Sam didn’t need a copy of the Harpers contract but asked her to examine it and determine if there was “any way to get hold of my Harper books,” which he guessed there wasn’t. He noted on the margin to paragraph XIV: “Bliss paid me $10,000 in advance on ‘Following the Equator,’ but I had no advance-money from Harper” [MTHHR 423]. Note: in previous letters Sam expressed dissatisfaction with Harpers’ sale of his books, advertising of his books, and lately his lack of ability to cancel the contract after five years, which the enclosed segment of the contract with Bliss contained. With the reorganization of Harpers and Col. Harvey’s installment, these issues would not occupy Sam’s attention.
Sam also wrote to H.H. Rogers.
It was splendid to get that good long letter—it was the next best thing to seeing you in person and having a handshake. I should like that mighty well. …

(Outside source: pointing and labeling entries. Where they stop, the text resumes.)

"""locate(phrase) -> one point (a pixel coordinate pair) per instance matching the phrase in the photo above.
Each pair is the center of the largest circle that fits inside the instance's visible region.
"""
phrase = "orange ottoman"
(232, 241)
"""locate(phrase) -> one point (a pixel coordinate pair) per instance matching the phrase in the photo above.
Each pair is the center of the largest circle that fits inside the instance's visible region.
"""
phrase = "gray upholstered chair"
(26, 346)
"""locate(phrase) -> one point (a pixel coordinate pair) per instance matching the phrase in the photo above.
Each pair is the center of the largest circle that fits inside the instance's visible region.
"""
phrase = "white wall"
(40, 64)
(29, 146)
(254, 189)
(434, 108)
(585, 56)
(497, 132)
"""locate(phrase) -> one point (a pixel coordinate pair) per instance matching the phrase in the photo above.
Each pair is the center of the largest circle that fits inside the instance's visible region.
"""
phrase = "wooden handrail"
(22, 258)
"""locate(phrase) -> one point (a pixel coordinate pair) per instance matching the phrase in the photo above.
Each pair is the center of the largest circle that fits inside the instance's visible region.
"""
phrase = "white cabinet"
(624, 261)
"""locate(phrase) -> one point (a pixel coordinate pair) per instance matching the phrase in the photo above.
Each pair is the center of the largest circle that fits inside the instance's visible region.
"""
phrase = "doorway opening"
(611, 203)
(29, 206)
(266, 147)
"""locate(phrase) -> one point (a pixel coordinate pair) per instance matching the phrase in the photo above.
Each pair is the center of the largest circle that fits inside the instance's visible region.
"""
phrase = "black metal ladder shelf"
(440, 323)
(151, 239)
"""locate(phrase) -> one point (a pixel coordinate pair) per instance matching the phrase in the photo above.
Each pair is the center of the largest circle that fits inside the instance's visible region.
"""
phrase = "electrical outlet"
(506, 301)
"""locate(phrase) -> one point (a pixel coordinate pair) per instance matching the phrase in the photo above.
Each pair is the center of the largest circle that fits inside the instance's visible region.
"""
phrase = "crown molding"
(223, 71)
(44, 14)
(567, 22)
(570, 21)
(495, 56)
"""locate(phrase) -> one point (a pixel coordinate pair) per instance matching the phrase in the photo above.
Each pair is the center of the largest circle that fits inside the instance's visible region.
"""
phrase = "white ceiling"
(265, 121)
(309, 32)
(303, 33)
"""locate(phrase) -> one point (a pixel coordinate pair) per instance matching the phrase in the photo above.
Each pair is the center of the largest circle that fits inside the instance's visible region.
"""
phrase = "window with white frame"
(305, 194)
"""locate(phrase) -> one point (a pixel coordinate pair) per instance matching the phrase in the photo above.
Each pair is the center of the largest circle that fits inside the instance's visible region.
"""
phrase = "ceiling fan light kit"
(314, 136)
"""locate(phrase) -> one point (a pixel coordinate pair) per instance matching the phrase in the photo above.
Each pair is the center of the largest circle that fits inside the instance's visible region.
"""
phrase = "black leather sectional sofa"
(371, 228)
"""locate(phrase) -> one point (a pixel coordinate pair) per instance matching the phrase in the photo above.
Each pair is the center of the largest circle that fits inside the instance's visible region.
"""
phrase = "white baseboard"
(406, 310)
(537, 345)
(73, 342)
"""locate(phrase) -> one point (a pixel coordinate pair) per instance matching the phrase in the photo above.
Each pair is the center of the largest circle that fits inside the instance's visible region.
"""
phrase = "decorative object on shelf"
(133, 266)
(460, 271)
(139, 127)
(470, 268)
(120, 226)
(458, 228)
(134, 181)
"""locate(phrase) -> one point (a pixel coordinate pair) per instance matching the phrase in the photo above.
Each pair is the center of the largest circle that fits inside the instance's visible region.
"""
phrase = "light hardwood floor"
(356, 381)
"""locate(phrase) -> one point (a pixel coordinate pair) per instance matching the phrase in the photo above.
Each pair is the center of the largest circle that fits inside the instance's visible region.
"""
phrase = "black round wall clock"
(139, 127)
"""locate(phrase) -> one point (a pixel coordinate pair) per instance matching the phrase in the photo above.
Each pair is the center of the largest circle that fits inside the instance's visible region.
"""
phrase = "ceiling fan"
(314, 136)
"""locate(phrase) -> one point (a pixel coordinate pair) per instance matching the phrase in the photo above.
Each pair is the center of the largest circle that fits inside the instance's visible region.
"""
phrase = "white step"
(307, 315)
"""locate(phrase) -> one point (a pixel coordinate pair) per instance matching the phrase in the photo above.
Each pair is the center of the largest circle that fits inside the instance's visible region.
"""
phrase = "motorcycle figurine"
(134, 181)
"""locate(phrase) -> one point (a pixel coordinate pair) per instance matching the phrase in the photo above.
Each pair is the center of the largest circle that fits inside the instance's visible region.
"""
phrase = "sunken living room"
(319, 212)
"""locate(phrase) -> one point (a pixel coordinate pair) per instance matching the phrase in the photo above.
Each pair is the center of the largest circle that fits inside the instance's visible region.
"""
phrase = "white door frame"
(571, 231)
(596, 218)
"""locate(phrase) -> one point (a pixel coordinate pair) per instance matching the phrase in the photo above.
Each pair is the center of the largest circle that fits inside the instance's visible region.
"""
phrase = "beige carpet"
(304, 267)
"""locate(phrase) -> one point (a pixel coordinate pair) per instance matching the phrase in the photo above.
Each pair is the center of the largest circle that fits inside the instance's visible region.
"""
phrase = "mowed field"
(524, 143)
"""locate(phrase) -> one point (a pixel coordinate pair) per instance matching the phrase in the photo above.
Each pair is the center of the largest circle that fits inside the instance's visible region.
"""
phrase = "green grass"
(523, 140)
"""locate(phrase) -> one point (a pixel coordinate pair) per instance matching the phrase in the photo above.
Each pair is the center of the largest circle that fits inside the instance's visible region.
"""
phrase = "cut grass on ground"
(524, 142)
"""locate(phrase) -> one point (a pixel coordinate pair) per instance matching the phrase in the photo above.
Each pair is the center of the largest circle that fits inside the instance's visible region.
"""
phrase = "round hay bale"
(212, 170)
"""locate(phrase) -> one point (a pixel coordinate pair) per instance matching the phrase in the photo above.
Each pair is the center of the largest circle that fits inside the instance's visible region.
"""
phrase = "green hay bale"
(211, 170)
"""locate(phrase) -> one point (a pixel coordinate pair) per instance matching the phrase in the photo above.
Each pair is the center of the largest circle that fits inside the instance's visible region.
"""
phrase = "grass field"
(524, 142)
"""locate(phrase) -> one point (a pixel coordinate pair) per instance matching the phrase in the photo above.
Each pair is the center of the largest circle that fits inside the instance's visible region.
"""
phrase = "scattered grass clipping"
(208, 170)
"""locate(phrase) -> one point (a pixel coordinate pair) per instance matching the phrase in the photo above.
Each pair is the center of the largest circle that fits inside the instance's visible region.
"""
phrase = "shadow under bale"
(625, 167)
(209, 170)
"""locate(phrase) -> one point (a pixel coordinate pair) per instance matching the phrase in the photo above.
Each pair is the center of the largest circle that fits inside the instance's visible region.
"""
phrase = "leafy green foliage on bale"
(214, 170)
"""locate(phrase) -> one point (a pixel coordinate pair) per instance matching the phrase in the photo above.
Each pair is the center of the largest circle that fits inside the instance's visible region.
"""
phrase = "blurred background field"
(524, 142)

I am strongly hoping we may get home the middle of May; and yet there is this objection: that we should have to hunt summer quarters at once; therefore we may end by remaining here till next God knows when! I can’t endure the thought of it. I am tired to death of this everlasting exile. We have this flat until the middle of May, and must pay for it, and therefore stick it out.
Sam had a scheme to support Mrs. Rogers’ latest charity effort (unspecified)—he didn’t think he had the voice to speak in a large hall any more, but he had “voice enough for the largest drawing room we can find” with “war prices” charged to the rich for tickets. He thought it “very nice news” that Rogers’ daughter, Mai Huttleston Rogers would marry William Robertson Coe on June 4, and he would keep her secret. A May return would offer a yacht trip. (Rogers had not yet built his own yacht so was chartering.) “We must make a long trip; it is the best of all ways to build up mental and bodily health.” Sam reported the Boer war had “taken all the gaiety out of the people and a smile is a forgotten aspect,” and gave an example of the downturn in business affected by the war. Other subjects: Sam was disillusioned with the N.Y. World, which he thought had become “respectable” after they “captured some mighty big writers for Xmas,” but he didn’t intend to “get caught again.” He had tried to guess the size of Clarence Rice’s children and today Rogers’ letter included that. Livy had been down two weeks with influenza and bronchitis, but was “up and around and all right, now.” He remembered Susy’s “cerebro-spinal meningitis” and thought “Kellgren would have cured her without any difficulty” [MTHHR 424-6].
Sam also wrote to Joe Twichell.
Mental Telepathy has scored another. Mental Telepathy will be greatly respected a century hence.
By the accident of writing my sister and describing to her the remarkable cures made by Kellgren with his hands and without drugs, I brought upon myself a quite stunning surprise; for she wrote to me that she had been taking this very treatment in Buffalo—and that it was an American invention.
Well it does really turn out that Dr. Still, in the middle of Kansas, in a village, began to experiment in 1874, only five years after Kellgren began the same work obscurely in the village of Gotha, in Germany. Dr. Still seems to be an honest man; therefore I am persuaded that Kellgren moved him to his experiments by Mental Telegraphy across six hours of longitude, without need of a wire.
SLC used mourning border for most letters from Susy’s death on, then from Livy’s death on.